Plus she worried that the world was not ready for the challenge this much testing would pose to laboratories, voicing her concern in an article entitled, "Laboratory systems and services are critical in global health: time to end the neglect?" In other words, she was a loud voice for aggressive testing and collection of practical data to inform next steps.

Her work was not without controversy. For example, she led a trial of an HIV vaccine that was so unpromising that a group of scientists, including Dr. Robert Gallo, wrote to Science to "question the wisdom" of moving forward. In medicine, writing this sort of letter to Science is a very rare, very serious business.

Birx and her team held their ground, citing the "formidable challenge" of HIV vaccine development. The study went forward and was published five years later, showing that the vaccine demonstrated "only a modest benefit."

All of her work shows Birx to be a sophisticated physician-scientist with genuine interest in the health of vulnerable and underserved populations. Global health is not an area of medicine for slackers or clock punchers. Progress is slow, recognition is slight, financial reward completely absent.

And it takes a person of tremendous patience and emotional intelligence to work effectively for more than two decades in country after country led by a variety of leaders, some corrupt, others scoundrels, and still others looking to make an American buck off the crisis occurring in their country.

Looking at her decision to enter the Covid-19 crisis, my guess is that she figured her global experience prepared her for the White House vortex, reasoning that though the administration leaders might be a bit more difficult than what she had seen, they were still a breed quite familiar to her. Based on her experience, she trusted that once again she could prevail with street smarts, honesty, hard work, a little flattery and an articulation of the common good.

Oh, well.

Unfortunately, in my view, she truly has made a real hash out of the entire effort, with a series of poor decisions -- changing hospital data reporting protocols for coronavirus patients to cut out the US Centers for Disease Control and Prevention and report directly to Health and Human Services, painting a rosy picture of the problem and of the President's engagement and still developing no national plan for testing, tracking, opening schools and businesses.

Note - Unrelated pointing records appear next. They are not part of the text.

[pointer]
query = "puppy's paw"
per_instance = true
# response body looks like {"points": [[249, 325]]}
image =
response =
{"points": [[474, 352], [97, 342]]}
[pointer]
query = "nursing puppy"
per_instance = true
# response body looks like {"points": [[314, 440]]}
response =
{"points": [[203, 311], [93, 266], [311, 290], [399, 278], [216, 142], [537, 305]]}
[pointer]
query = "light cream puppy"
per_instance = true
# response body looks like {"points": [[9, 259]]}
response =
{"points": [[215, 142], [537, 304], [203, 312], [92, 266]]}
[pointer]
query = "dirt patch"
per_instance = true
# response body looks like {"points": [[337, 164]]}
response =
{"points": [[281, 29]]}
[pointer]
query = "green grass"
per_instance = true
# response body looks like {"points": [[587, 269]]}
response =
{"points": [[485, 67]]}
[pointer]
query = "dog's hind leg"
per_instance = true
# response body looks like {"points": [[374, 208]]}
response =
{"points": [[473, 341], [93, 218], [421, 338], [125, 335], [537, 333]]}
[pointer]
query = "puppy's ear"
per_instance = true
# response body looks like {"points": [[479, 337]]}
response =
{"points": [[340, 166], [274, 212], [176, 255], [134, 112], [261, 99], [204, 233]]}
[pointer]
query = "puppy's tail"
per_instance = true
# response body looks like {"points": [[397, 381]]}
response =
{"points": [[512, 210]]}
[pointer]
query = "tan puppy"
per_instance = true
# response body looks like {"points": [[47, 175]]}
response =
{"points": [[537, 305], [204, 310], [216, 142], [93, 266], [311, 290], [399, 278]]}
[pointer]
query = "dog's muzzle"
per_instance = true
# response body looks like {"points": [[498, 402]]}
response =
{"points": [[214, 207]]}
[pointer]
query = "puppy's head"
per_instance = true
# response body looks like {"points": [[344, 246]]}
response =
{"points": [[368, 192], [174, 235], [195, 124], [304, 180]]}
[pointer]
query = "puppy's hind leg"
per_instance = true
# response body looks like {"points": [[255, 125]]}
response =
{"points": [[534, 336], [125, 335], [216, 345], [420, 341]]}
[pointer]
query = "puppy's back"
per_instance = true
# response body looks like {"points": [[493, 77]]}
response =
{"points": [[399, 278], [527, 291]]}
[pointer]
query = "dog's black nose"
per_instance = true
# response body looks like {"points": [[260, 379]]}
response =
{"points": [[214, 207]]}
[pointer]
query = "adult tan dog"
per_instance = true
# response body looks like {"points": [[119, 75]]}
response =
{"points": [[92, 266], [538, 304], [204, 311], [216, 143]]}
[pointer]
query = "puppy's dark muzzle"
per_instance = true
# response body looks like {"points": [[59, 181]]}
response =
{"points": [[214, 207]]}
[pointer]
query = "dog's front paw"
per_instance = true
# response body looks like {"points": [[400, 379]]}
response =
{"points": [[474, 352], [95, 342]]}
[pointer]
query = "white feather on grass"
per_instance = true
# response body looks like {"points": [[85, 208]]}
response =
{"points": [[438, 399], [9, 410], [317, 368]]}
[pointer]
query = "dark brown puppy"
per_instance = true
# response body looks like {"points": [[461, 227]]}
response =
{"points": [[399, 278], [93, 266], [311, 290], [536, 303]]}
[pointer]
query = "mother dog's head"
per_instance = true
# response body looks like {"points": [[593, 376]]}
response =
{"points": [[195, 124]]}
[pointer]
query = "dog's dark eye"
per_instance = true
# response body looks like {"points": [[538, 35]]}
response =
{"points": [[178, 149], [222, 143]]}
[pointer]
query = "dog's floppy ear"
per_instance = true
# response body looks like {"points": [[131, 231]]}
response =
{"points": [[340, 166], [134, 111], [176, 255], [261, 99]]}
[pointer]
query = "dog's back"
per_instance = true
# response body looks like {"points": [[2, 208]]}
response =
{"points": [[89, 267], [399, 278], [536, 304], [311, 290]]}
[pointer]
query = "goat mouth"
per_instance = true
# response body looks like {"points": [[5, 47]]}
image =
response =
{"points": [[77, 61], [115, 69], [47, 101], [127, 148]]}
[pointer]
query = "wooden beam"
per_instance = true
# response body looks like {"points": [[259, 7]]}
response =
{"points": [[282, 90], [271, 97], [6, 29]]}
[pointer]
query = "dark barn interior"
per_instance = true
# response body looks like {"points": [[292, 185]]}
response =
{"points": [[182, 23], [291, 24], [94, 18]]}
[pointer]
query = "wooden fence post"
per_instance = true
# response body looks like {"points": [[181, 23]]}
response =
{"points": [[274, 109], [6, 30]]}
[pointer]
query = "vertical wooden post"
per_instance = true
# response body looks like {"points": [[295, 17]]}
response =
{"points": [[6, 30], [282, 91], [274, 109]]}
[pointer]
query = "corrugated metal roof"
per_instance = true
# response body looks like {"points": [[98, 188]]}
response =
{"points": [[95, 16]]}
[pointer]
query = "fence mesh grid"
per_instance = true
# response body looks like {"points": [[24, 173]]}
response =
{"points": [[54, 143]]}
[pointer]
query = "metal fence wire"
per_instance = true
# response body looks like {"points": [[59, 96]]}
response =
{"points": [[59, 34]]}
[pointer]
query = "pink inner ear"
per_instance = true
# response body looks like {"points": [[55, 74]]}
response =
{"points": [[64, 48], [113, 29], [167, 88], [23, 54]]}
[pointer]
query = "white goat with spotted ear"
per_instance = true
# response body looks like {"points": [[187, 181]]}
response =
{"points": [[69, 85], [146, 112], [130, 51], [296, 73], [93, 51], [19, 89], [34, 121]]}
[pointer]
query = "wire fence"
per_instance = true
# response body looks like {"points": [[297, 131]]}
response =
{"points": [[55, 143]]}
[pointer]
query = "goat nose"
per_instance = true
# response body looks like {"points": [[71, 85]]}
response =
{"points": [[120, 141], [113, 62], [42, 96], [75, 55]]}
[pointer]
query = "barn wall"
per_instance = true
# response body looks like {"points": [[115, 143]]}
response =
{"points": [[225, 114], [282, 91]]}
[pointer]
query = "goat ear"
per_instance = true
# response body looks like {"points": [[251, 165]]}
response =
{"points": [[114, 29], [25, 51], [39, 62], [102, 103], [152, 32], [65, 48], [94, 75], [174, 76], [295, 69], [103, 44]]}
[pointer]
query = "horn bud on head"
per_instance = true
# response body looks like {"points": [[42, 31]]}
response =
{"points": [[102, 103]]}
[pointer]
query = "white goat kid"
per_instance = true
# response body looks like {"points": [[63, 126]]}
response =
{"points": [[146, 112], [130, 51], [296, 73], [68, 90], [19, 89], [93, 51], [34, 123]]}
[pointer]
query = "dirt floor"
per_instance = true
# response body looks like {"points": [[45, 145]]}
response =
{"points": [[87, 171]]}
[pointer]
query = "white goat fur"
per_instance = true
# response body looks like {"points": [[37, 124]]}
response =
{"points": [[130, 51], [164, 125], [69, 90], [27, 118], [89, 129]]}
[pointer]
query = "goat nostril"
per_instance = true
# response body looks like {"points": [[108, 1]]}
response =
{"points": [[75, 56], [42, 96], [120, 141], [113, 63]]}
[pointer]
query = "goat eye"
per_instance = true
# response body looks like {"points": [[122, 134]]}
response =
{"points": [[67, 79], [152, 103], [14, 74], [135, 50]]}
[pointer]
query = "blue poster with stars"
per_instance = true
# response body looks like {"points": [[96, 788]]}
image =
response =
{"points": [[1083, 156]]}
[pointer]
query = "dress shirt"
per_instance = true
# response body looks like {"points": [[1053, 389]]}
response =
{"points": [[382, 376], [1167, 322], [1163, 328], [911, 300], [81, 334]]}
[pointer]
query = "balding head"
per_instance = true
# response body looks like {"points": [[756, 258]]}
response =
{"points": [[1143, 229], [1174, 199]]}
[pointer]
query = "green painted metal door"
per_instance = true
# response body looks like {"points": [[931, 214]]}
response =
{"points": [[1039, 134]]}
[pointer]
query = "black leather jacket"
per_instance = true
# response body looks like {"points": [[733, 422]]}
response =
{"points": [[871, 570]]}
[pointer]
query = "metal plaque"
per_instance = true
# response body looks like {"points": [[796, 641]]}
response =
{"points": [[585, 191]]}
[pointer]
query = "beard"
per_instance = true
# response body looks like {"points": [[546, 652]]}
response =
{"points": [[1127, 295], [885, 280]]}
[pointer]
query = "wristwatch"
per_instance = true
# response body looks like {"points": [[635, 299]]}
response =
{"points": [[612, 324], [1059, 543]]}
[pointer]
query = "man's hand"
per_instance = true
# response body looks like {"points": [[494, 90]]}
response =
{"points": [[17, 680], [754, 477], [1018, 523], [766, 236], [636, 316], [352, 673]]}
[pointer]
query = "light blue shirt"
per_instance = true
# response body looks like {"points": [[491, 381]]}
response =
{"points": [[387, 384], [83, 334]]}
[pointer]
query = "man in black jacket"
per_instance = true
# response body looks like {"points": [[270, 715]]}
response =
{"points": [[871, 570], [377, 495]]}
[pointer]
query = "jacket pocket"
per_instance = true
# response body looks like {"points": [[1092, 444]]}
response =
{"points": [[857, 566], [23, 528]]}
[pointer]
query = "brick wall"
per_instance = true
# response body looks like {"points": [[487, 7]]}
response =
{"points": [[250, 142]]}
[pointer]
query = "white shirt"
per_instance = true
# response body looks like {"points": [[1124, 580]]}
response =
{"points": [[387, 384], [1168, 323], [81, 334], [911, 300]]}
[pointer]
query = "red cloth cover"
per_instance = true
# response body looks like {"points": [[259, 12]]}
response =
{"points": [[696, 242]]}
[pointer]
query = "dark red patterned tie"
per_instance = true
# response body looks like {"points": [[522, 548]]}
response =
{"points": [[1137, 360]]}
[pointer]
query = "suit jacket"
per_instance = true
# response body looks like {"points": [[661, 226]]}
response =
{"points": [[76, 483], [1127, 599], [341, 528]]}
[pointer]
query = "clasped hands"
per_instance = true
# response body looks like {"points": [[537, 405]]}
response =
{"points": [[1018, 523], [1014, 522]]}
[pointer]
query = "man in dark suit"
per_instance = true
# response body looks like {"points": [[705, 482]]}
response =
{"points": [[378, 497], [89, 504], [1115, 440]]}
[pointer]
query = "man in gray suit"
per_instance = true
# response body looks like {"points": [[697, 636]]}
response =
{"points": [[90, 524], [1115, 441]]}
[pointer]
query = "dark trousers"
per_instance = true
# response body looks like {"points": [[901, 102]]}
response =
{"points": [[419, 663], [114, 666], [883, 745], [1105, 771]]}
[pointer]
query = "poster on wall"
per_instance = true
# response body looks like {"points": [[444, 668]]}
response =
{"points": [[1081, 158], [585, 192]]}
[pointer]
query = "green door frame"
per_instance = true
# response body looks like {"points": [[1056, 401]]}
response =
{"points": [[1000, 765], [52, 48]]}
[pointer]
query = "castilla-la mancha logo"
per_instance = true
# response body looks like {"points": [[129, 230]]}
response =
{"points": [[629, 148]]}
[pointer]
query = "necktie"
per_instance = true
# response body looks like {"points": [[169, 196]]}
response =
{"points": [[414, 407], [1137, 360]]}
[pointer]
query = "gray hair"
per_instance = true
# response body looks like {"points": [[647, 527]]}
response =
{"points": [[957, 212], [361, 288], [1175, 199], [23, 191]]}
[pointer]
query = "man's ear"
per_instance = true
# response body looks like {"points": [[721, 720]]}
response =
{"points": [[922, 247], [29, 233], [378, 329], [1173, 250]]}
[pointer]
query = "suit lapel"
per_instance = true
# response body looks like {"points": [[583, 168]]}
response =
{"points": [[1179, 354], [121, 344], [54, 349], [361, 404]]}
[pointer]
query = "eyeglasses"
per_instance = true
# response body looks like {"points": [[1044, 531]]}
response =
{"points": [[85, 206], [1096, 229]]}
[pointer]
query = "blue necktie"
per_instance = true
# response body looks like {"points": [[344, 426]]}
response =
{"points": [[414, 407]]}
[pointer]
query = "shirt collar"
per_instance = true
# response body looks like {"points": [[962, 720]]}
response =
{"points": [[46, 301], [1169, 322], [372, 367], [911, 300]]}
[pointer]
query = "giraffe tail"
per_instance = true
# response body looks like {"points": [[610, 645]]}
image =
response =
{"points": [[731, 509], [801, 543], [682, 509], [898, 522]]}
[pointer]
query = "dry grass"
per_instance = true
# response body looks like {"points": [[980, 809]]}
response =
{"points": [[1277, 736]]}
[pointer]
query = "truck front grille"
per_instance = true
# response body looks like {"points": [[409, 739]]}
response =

Sure, she has been set up as the fall-guy by the dark arts of her West Wing suitemates but, no matter how she got here, she has become the face of the failure.

To which I say to Dr. Birx: It is not too late to help the country. The cruelest trick of Trump and his group is this: they rely on the decency and the sense of historic order of those whom they destroy to keep their secrets secret.

But the time long ago passed when maintaining silence was the surest sign of integrity and patriotism. Tight lips sink ships. By speaking up about what you have witnessed, you can save more lives than you ever will save by continuing on your current path.